With 1200 GB/s Speed, China Launches World's Fastest Internet

China claims to have launched the world's first ultra-high-speed next-generation Internet backbone with a bandwidth of 1,200 GB per second (1.2 Terrabytes), reported China’s national daily Xinhuanet.

The speed of 1.2 TB per second means one can download more than 100 movies within a second.

Jointly developed by Tsinghua University, Huawei Technologies Co., China Mobile Ltd., and CERNET.com, this ultra-high-speed next-generation Internet backbone has a 3,000 kilometer (1,860-mile) internet network linking Beijing to the south, which China is touting as its latest technological breakthrough.

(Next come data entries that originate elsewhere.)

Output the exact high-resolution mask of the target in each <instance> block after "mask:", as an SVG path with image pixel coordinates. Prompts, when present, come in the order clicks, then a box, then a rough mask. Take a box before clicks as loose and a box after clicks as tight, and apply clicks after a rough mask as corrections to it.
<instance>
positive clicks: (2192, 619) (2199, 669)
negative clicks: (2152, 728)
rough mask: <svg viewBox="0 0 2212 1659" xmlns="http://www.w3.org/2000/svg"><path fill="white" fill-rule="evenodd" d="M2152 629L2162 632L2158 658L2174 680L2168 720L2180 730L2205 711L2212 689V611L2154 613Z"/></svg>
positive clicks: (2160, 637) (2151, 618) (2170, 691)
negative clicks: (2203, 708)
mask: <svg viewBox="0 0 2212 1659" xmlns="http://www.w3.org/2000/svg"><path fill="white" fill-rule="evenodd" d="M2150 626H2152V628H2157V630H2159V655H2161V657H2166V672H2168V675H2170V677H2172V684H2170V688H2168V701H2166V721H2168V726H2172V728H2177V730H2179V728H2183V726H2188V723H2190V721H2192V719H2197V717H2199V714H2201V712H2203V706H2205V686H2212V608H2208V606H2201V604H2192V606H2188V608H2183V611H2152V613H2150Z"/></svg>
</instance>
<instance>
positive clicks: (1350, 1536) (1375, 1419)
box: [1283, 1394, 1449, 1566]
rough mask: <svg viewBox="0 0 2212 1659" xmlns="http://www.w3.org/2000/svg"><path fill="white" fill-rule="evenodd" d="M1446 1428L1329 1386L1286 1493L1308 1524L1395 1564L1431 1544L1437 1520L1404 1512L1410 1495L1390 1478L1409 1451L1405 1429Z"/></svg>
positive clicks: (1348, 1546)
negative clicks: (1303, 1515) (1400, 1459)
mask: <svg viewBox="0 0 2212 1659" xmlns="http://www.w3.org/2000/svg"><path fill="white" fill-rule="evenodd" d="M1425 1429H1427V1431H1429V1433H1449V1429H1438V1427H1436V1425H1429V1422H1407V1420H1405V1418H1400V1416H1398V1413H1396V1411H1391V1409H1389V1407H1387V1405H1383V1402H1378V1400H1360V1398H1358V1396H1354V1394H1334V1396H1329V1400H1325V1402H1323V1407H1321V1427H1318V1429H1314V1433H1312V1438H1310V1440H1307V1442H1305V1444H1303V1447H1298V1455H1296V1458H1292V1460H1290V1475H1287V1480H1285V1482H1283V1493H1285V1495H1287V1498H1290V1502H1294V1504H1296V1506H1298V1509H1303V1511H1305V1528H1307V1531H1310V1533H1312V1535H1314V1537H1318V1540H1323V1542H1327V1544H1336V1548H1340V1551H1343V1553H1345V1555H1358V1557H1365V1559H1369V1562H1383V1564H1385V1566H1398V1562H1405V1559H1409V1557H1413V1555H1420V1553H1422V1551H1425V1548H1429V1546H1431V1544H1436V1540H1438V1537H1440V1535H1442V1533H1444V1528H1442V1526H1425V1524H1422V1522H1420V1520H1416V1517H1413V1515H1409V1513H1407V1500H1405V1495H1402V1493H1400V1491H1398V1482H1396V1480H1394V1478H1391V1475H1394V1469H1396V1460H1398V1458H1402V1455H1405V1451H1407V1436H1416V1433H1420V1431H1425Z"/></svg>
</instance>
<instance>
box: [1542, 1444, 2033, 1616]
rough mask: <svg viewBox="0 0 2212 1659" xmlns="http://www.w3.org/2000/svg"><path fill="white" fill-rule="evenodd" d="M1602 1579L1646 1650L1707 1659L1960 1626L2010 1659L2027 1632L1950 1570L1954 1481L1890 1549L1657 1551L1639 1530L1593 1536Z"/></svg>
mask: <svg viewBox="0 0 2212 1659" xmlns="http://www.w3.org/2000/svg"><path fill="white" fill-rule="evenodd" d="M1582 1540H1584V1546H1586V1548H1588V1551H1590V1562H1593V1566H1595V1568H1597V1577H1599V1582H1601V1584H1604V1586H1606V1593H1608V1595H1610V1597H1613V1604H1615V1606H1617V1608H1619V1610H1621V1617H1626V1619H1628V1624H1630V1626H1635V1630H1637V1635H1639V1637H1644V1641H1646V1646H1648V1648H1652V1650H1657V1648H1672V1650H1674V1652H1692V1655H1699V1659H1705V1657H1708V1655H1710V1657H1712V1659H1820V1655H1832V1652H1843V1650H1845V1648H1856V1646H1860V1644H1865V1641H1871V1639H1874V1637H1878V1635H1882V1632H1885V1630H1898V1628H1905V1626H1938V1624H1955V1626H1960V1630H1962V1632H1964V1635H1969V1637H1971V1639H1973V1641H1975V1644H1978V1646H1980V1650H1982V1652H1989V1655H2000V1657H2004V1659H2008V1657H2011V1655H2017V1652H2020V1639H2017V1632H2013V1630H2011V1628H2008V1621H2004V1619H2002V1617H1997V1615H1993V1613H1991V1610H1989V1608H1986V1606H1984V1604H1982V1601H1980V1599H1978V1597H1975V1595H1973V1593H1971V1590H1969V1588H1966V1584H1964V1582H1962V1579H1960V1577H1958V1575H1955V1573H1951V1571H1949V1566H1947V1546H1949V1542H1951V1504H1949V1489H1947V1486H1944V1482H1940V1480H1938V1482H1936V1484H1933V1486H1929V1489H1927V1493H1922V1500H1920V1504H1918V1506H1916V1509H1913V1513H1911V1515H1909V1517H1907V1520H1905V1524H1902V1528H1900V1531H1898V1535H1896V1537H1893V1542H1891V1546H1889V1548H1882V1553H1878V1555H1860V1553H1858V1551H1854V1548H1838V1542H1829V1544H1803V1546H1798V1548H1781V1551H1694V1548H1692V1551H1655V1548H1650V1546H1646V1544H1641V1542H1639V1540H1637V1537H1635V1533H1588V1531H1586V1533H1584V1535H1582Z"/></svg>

China claim it as the world's first internet network to achieve a "stable and reliable" bandwidth of 1.2 terabits per second, several times faster than typical speeds around the world. Trials began July 31 and it's since passed various tests verifying that milestone, the university said in a statement.

China started trials of its ambitious – Future Internet Technology Infrastructure (FITI) project, on July 31 this year. FITI is built by 40 Chinese universities including the Tsinghua University. FITI has been running stably and reliably, successfully passing various tests.

Tsinghua, Chinese President Xi Jinping's alma mater, is plugging the project as an industry-first built entirely on homegrown technology, and credits Huawei prominently in its statement.

The FITI backbone is operated based on China's domestically-owned key technologies such as the next-generation Internet core router 1.2T ultra-high-speed IPv6 interface and the ultra-high-speed multi-path aggregation. Both the software and hardware of the FITI backbone are made domestically.